三四郎自体の要領の悪さを執拗に描かれており、最終的には失恋してしまうあたりに、世の男性は自らを投影したのだろうか。作中に西洋の哲人や文豪、画家等が多数出てきており、幾許かの心得がないと読みにくいことは否めないものの、要領の悪いワタクシ。結果として三四郎に感情移入してしまった。
文学的女性の描写:『肉は頬と云わずきちりと締まっている。骨の上に余ったものは沢山ない位である。それでいて、顔全体が柔らかい。肉が柔らかいのではない骨そのものが柔らかい様に思われる。奥行の長い感じを起させる顔である。』 -
大きな事件や変化があるわけじゃなく淡々としてるけど、その淡々とした中に面白さがある。
時代こそ明治だけど、学生たちの生活は現代とほとんど変わらない。恋をするのも、恋が叶わないのもいつの時代だって同じ。
与次郎はなんとなく、よく言う意識高い系の学生に見えてしまった(笑) -
『こころ』に続き、『三四郎』も朝日新聞で再連載が始まつてゐます。これを機に久しぶりに読んでみました。
最初に読んだのは中学生時代。三四郎といへば柔道の連想しかなかつたわたくしは、「中中柔道を始めないな」などと考へながら読んでゐましたが、無論最後まで柔術の話は出てきませんでした。
さうか。小川三四郎であつて姿三四郎ではないのね、とわたくしは一人恥入り、このことは誰にも言ふまいと心に決めたのであります(今書いちやつたけど)。
小川三四郎は熊本の高等学校を卒業して、東京帝国大学に入学するため上京します。当時のことですから当然汽車に乗る訳ですが、途中で早くも色色と印象深い人物と出会ひ、今後の東京生活を暗示するやうな出来事もありました。
初対面の女性とイキナリ同じ宿に泊まるなどして、中中やるもんです。もつとも二人の間には何も起きず、女性からは「意気地のない人」呼ばはりされます。
東京へ出ると、野々宮さんとか、広田先生とか、お調子者の佐々木与次郎といつた面面との交流が始まります。

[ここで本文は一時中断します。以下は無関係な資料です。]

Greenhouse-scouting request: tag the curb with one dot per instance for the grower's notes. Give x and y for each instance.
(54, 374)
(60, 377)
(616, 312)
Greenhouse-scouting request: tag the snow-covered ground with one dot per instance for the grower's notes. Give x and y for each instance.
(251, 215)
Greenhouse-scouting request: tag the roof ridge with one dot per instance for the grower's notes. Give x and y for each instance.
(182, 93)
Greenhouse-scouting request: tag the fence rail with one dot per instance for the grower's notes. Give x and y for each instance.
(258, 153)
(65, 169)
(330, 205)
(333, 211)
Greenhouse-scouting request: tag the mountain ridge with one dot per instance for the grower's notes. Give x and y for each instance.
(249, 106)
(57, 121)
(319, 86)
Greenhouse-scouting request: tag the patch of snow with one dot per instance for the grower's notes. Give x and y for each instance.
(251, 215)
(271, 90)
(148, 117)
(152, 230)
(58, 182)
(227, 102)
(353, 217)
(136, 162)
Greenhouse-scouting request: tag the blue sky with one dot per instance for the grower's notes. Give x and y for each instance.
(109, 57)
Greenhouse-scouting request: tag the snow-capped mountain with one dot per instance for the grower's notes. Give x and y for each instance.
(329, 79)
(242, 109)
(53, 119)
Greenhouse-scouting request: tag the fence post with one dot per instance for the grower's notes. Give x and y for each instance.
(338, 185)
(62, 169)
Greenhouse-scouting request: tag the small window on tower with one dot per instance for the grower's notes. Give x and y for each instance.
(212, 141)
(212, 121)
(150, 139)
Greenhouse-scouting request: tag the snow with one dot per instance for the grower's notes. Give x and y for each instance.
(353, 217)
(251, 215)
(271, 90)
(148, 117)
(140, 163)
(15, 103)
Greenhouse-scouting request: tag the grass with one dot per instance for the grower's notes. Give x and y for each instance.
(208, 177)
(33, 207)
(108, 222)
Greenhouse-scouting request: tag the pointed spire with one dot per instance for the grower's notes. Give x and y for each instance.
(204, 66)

そして三四郎は里見美禰子といふ女性に心を奪はれて行くのであります。この女性は迷羊(ストレイ・シープ)などと意味深な言葉を発する、一風変つた人物に見えます。彼女は三四郎と相対する時には、何か謎めいた言辞や態度を示し、三四郎くんを翻弄するのでした。わたくしの経験上、かういふ女性は避けた方が良い。
しかし三四郎は与次郎にも気取られるほど美禰子さんへの思ひを募らせる。さうかといつて、これといつた行動を取るわけでもない。さうかうしてゐるうちに、呆気ない展開を迎へるのであります...
久しぶりに読むと、確かに面白い。瑞瑞しい。これが青春だ。夏木陽介。初期作品に見られる諧謔性も垣間見えて(実は暗い影も差してゐるのですが)、才気迸る文章であります。文学者が「国語の先生」だつた時代の、それこそ教科書みたいな作品であると申せませう。
それでは、ご無礼します。
http://genjigawa.blog.fc2.com/blog-entry-490.html -
中学生にも意外と読みやすかった覚えがある。
三四郎がかわいく思える不思議。
大人になった今読み直すと、またちがって感じるのかも。
漱石の描く、明治のこの時代の雰囲気が好き。 -
三四郎と私の初めての出会いは映画。
映画はとろとろとしたペースで進み、なんて退屈なんだろうと思った。でも本の方がよかった。
ただ、主人公が何をなすでもなく、理屈ばかりをこねた金持ちのバカ息子であるので、あまり共鳴できない。
みちよも残念ながら、旦那の非を推測させるような行動をとり、どうもいやらしい。
メロドラマ好き向けかもしれない。
ただし、書かれた時代を思うと、すごいと思う。 -
久々に読み直した。軽快かつ半ば拍子抜けするような、三四郎視点の描写が、読む身としては心地よい。内容も思春期や青春って昔も今もこんな感じだよね!と納得できる。総じて気持ちの良い作品。